Expression of the Sur1-Trpm4 channel in SCI

Accumulating evidence indicates that the molecular antecedent of PHN is the Sur1-Trpm4 channel. This ion channel is not expressed constitutively, but is transcriptionally upregulated in endothelial and other cells after spinal cord trauma. In mice, rats and humans, upregulation of the regulatory subunit of the channel, Sur1 protein and its mRNA (Abcc8), has been demonstrated in microvessels, neurons and white matter using immunohistochemistry, immunoblot analysis, and in situ hybridization [4,19,21]. In mice and rats, upregulation of the pore forming subunit of the channel, Trpm4 protein and its mRNA (Trpm4), has been shown in microvessels and neurons using immunohistochemistry, quantitative RT-PCR and in situ hybridization [18,21].

Co-association of the regulatory and pore-forming subunits to form functional Sur1-Trpm4 channels recently was shown using Förster resonance energy transfer (FRET) imaging microscopy and co-immunoprecipitation [21]. Antibody-based FRET was used to evaluate rat spinal cord tissues before and after injury.
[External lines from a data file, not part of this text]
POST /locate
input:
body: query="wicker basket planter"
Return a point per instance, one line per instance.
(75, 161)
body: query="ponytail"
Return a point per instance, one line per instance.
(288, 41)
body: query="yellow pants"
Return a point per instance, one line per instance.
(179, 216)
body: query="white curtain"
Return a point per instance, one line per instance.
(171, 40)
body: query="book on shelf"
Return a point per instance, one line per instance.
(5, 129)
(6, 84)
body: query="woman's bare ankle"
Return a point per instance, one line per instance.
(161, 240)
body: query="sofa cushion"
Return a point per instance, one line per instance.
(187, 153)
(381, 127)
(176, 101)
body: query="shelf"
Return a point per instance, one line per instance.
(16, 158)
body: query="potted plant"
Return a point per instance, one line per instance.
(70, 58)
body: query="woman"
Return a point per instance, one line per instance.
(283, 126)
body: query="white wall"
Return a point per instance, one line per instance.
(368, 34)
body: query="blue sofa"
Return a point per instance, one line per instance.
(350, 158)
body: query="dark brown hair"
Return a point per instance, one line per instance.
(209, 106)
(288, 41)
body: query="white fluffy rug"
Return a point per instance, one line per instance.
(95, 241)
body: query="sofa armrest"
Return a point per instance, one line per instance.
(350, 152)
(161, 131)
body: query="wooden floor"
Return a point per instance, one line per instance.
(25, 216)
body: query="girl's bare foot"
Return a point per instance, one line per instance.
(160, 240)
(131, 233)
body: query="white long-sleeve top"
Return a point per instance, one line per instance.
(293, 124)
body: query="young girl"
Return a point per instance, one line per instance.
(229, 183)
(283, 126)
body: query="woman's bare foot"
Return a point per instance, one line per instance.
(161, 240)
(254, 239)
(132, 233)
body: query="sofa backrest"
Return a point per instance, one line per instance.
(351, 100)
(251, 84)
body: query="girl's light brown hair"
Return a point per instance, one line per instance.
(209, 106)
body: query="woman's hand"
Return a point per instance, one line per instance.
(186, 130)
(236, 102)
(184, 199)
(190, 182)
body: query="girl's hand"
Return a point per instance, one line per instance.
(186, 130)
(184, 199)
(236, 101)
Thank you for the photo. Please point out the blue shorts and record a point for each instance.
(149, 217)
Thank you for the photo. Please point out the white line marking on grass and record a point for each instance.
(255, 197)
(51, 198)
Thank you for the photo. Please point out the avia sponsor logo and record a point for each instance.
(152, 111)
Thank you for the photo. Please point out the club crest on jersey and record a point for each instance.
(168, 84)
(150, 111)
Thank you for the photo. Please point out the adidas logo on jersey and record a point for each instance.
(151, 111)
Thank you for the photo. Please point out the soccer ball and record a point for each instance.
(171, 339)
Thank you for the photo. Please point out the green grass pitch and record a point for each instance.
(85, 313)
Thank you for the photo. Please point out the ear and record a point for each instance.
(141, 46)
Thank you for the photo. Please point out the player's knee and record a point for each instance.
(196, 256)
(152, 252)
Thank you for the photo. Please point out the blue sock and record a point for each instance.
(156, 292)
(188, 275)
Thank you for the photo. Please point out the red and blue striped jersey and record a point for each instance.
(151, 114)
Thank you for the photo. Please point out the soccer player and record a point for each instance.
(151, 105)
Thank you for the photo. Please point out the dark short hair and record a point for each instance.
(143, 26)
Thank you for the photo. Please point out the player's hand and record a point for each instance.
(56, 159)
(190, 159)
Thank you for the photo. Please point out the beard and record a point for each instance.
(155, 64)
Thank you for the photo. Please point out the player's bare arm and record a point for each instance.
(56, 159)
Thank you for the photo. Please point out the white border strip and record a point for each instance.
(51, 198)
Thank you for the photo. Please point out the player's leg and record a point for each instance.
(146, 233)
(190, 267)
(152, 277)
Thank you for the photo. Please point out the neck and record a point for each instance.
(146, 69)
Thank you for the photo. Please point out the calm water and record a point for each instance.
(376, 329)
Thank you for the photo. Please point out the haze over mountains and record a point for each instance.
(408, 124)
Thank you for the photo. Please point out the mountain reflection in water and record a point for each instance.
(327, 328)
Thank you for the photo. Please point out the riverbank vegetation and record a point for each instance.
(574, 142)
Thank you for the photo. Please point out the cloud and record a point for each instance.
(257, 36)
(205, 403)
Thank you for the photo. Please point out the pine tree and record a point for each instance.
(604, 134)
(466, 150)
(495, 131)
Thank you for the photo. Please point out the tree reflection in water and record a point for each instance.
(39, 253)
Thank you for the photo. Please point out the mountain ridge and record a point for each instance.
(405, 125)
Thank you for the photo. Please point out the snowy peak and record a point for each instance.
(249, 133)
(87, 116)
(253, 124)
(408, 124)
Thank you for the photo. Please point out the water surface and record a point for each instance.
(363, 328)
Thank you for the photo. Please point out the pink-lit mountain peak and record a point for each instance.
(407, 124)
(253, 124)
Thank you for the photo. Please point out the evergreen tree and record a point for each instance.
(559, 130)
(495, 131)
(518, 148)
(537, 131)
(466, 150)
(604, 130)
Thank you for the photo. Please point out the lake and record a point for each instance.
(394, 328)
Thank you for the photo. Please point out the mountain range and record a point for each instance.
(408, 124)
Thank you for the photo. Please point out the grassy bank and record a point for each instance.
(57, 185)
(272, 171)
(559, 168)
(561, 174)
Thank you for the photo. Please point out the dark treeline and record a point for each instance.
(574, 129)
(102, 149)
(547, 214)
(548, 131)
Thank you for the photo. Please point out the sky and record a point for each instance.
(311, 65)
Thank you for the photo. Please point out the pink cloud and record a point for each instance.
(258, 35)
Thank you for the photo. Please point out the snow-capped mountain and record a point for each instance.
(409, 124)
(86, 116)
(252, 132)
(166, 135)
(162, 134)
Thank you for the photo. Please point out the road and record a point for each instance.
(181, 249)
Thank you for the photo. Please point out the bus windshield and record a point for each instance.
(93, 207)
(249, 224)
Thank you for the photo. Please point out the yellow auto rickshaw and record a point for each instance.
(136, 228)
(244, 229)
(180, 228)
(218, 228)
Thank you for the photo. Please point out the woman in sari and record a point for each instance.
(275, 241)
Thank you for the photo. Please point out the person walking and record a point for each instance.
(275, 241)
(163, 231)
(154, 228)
In uninjured spinal cord, Sur1 and Trpm4 immunolabeling was minimal [4,18,19], and FRET signals were absent. However, 24 hours after spinal cord trauma, Sur1 and Trpm4 immunolabeling was prominent, immunolabeling for Sur1 and Trpm4 co-localized, and FRET signals were detected in various cellular structures, including microvessels (Figure 3A).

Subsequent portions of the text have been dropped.